Embora essa mesma lei acima indicada tenha criado o Fundo Municipal de Iluminação Pública – de natureza contábil a ser administrado pela Secretaria Municipal da Fazenda e capitalizado com os recursos arrecadados da CIP (art. 6º e Par. Único) – o fato é que esse Fundo jamais foi devidamente regulamentado pelo Executivo. E desde março de 2017 a Matra vem cobrando oficialmente a sua regulamentação, mas o máximo que conseguiu foi a criação de uma conta bancária específica para tais depósitos. Antes disso, ao que consta, nem a conta bancária específica havia e sendo assim, a receita arrecadada com a CIP poderia ser facilmente misturada com as receitas gerais do Município. Por dedução lógica, poderia custear quaisquer despesas gerais do Município.

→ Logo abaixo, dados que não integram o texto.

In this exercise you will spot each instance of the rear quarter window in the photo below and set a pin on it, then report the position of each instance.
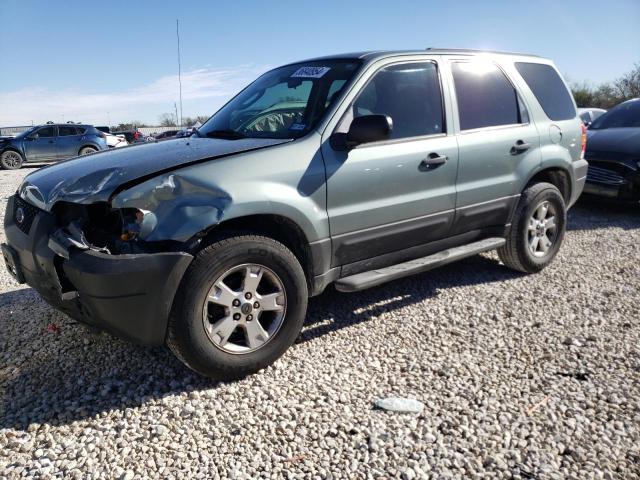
(549, 90)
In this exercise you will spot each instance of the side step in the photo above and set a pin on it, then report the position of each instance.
(364, 280)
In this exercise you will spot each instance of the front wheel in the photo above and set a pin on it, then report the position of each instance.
(87, 150)
(240, 306)
(537, 231)
(11, 160)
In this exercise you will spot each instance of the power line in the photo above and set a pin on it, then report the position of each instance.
(179, 70)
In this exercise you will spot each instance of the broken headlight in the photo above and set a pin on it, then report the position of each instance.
(137, 224)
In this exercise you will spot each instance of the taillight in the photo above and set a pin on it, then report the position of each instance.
(583, 139)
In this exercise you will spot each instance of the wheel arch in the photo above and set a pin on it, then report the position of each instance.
(559, 176)
(277, 227)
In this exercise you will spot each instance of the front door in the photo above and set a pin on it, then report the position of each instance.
(497, 144)
(389, 196)
(40, 146)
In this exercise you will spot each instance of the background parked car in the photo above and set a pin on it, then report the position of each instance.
(50, 143)
(133, 136)
(187, 132)
(588, 115)
(166, 135)
(613, 152)
(115, 141)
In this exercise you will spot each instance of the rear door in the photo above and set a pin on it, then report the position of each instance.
(68, 141)
(40, 146)
(498, 144)
(391, 195)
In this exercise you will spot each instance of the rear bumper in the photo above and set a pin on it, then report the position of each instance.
(614, 179)
(127, 295)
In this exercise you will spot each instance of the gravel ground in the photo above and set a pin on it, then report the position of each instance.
(521, 377)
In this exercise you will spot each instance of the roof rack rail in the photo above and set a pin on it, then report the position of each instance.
(471, 50)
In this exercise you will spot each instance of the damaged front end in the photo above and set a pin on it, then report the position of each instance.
(94, 263)
(100, 228)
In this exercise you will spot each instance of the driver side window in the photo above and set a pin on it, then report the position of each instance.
(410, 94)
(46, 132)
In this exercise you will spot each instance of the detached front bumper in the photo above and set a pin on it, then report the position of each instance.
(127, 295)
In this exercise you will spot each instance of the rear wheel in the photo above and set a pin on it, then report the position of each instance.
(240, 306)
(537, 231)
(11, 160)
(87, 150)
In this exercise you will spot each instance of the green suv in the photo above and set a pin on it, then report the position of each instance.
(350, 170)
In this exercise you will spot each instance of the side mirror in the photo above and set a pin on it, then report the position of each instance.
(369, 128)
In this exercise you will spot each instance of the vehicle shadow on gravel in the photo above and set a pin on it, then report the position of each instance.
(335, 310)
(591, 214)
(66, 375)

No entanto, a abertura de uma simples conta bancária não atende aos requisitos legais pois é preciso cumprir integralmente a legislação – notadamente a Lei federal nº 4.320/64, na parte que trata dos Fundos Especiais (arts. 71 a 74). Mas não só ela, como também as normas administrativas de Receita Federal, na parte que trata das exigências quanto ao CNPJ (IN RFB nº 1005 de 09/02/2010, I e XII). A existência de um Fundo, devidamente regulamentado, garante que os recursos sejam segregados no orçamento geral do Município, já que uma Contribuição finalística, como o é a CIP, não pode ter seus recursos desviados para outras finalidades sem agredir a CF/88. Essas formalidades são necessárias à transparência da utilização desses recursos e deveriam também ser cobradas pelo Legislativo em sua atividade fiscalizatória.

O que estamos pretendendo esclarecer é que faz exatamente 15 anos que todos os consumidores de energia elétrica residentes ou estabelecidos no território do Município vêm contribuindo financeiramente para o custeio tanto da energia quanto da manutenção, melhoramento e expansão da rede. Mas que parte desses recursos sempre foram desviados de suas finalidades constitucionais e agora estamos na iminência de assistir à contratação de um empréstimo de R$ 15 milhões, para os mesmos fins previstos na lei criadora da CIP.

Não faz sentido! Parece incrível que o Poder Executivo mantenha uma cara estrutura jurídica e na hora de interpretar a lei não faça uso dessa estrutura. Afinal uma das tarefas mais nobres da advocacia pública é justamente a de exercer o controle prévio da legalidade dos atos administrativos. Mas ela precisa ser melhor utilizada e ter a necessária autonomia funcional para exercer as suas funções, exarando pareceres segundo o livre convencimento dos procuradores, sem receio de sofrer retaliações. Caso contrário o Executivo acaba “tomando bola por debaixo das pernas”, como se diz na linguagem esportiva.

Agora a caneta está nas mãos dos 13 vereadores, para aprovar ou rejeitar a proposta do empréstimo e o que se espera façam bom uso das respostas ao requerimento do vereador acima mencionado, visando exercer o seu papel constitucional de comprovar a legalidade eficácia, eficiência da gestão orçamentária, financeira e da aplicação dos recursos públicos (CF/88, art. 74 II). No final espera-se que o debate seja travado com a qualidade que o povo espera dos seus representantes e sem vinculações ideológicas.

A Matra trabalha há doze anos em defesa da transparência e da boa aplicação dos recursos públicos e não se cansa de lembrar que Marília tem dono: VOCÊ! E VOCÊ NÃO MERECE PAGAR UMA CONTA DUAS VEZES.